The configuration performs the following actions:

loki.source.kubernetes_events - Scrapes the Kubernetes events and forwards them to the Loki processor.
loki.process - It handles the Kubernetes events by replacing the type field with level, and adds labels and structured metadata. The structured metadata is crucial for filtering and searching the events. Grafana utilizes the level field to assess the severity of the event. The label k8s_resource_kind differentiates between various Kubernetes kinds alongside k8s_resource_namespace, which indicates the namespace the resource kind is in. They're indexed, but typically, Kubernetes resource kinds shouldn't lead to label cardinality issues since they're usually limited in number. However, if you have many different API kinds, you might want to consider an alternative approach.
loki.write - Forwards the processed events to Loki. The external_labels field adds additional labels to the events, such as the cluster, environment, and region.
controller - Specifies the type of controller to deploy Alloy as. In this case, it deploys a statefulset controller. You only need a single instance of Alloy to scrape the Kubernetes events.

The events should be flowing into Loki after deploying Alloy with the preceding configuration. You can verify this by querying the Loki API for the Kubernetes events:

sum (count_over_time({job="loki.source.kubernetes_events"} | json [1m])) by (k8s_namespace_name, k8s_resource_kind, type)

Configuring Loki to Write Metrics to Prometheus

Loki's strong suite isn't aggregation over long periods of time or complex queries, which is where Prometheus comes in. Prometheus is a time series database that excels at storing and querying time series data. Therefore, instead of running complex log queries over long time periods, the remote_write feature with recording rules applies complex queries only during short time intervals at a repeated interval. The goal is to count the number of events by k8s_namespace_name, k8s_resource_kind, and type every minute and store that in Prometheus. This way the data can be easily queried in Grafana without putting too much pressure on Loki.

To write metrics from Loki to Prometheus, you need to configure Loki. Deploy Loki using Helm with the following values:

loki:
  rulerConfig:
    remote_write:
      client:
        url: http://prometheus-k8s.monitoring.svc:9090/api/v1/write
      enabled: true
    rule_path: /rules
    storage:
      local:
        directory: /rules
      type: local
    wal:
      dir: /var/loki/ruler/wal

Replace prometheus-k8s.monitoring.svc with the Prometheus service endpoint. The configuration writes the metrics to Prometheus using remote writes.

Loki also requires configuration to load rules from ConfigMaps. The following configuration enables a sidecar container to load the rules from a ConfigMap:

sidecar:
  rules:
    folder: /rules/fake
    label: loki.grafana.com/rule
    labelValue: "true"
    searchNamespace: ALL

The sidecar loads rules from the ConfigMap with the label loki.grafana.com/rule=true. It stores the rules in the folder /rules/fake. Single tenant deployments use the fake tenant folder.

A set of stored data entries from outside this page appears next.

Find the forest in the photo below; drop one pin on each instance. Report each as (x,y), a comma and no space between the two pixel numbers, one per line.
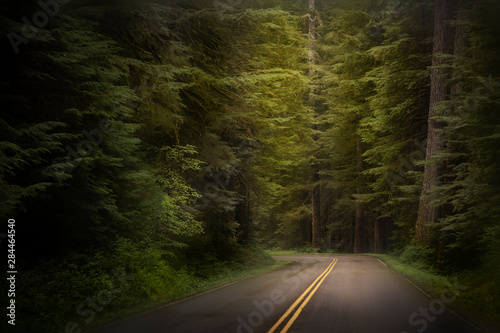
(172,140)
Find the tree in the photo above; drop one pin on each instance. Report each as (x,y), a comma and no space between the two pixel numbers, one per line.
(428,212)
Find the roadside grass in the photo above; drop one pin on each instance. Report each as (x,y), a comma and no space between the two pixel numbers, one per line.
(481,298)
(429,279)
(226,274)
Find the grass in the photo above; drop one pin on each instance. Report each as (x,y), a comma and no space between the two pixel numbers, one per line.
(480,298)
(430,280)
(225,276)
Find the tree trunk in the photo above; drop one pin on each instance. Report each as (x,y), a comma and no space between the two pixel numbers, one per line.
(443,44)
(316,194)
(359,227)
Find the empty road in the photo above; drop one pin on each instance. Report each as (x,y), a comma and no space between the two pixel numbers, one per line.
(318,293)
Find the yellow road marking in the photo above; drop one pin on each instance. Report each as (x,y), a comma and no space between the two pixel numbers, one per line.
(320,278)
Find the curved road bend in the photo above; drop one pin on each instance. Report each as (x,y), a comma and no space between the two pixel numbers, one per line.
(318,293)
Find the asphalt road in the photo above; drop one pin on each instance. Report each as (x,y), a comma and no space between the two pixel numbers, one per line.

Adding Prometheus Rules to Loki

To write metrics to Prometheus, you need to add Prometheus rules to Loki. Create a ConfigMap with the following rules:

apiVersion: v1
data:
  kubernetes-events.yaml: |-
    "groups":
    - "interval": "1m"
      "name": "kubernetes-events.rules"
      "rules":
      - "expr": |
          sum (count_over_time({job="loki.source.kubernetes_events"} | json [1m])) by (k8s_namespace_name, k8s_resource_kind, type)
        "record": "namespace_kind_type:kubernetes_events:count1m"
kind: ConfigMap
metadata:
  labels:
    loki.grafana.com/rule: "true"
  name: kubernetes-events
  namespace: logging

If you configure everything correctly, querying the following metric in your Prometheus instance works:

namespace_kind_type:kubernetes_events:count1m

Grafana Dashboards

Now that you have the Kubernetes events in Loki and Prometheus, you can visualize them in Grafana.

As mentioned previously, the kubernetes-events-mixin has two dashboards. A Kubernetes events overview, and a Kubernetes events timeline.

The upcoming sections describe each dashboard.

Kubernetes Events Overview Dashboard

The Kubernetes overview dashboard focuses on providing an overview of Kubernetes events, it uses primarily the Prometheus metrics to visualize the events. The following things are core for the dashboard:

Summary - Provides a section that summarizes events over time by kind, namespace, and type. It also shows an overview of the top source of warning/normal events over the last week.
Kind Summary - Provides a section that shows events by kind and namespace using the filters applied. It also shows a pie chart with a breakdown by type.

Kubernetes-events-overview

Kubernetes Events Timeline

The Kubernetes events timeline dashboard focuses on providing a timeline of Kubernetes events, it uses Loki logs to visualize the events. The dashboard offers more detailed insights into individual events but requires more aggressive filtering, limiting visualization only by kind and namespace. Also, the dashboard doesn't prove useful without applying a search for the name of the resource that originated the event. The following things are core for the dashboard:

Events Logs - Displays events in a log panel with 100 entries, it shows the name, type, and message. Name searches are highly recommended, otherwise the logs are too noisy coming from too many sources of events.
Events Timeline - Displays a timeline of events by kind and namespace, it shows the type, reason and message of the event. Again, name searches are highly recommended.

Kubernetes-events-timeline

Summary

This blog post explored configuring Loki and Alloy to efficiently scrape Kubernetes events and visualize them in Grafana. The post presented an opinionated approach using Loki, Prometheus, and Alloy as the tools of choice. It also introduced the kubernetes-events-mixin where you can find a set of Grafana dashboards and Prometheus rules for monitoring Kubernetes events. This approach is an awesome improvement of previous event monitoring setups I've had. The Grafana UI, specifically the timeline panel, allows displaying events over time in a great way.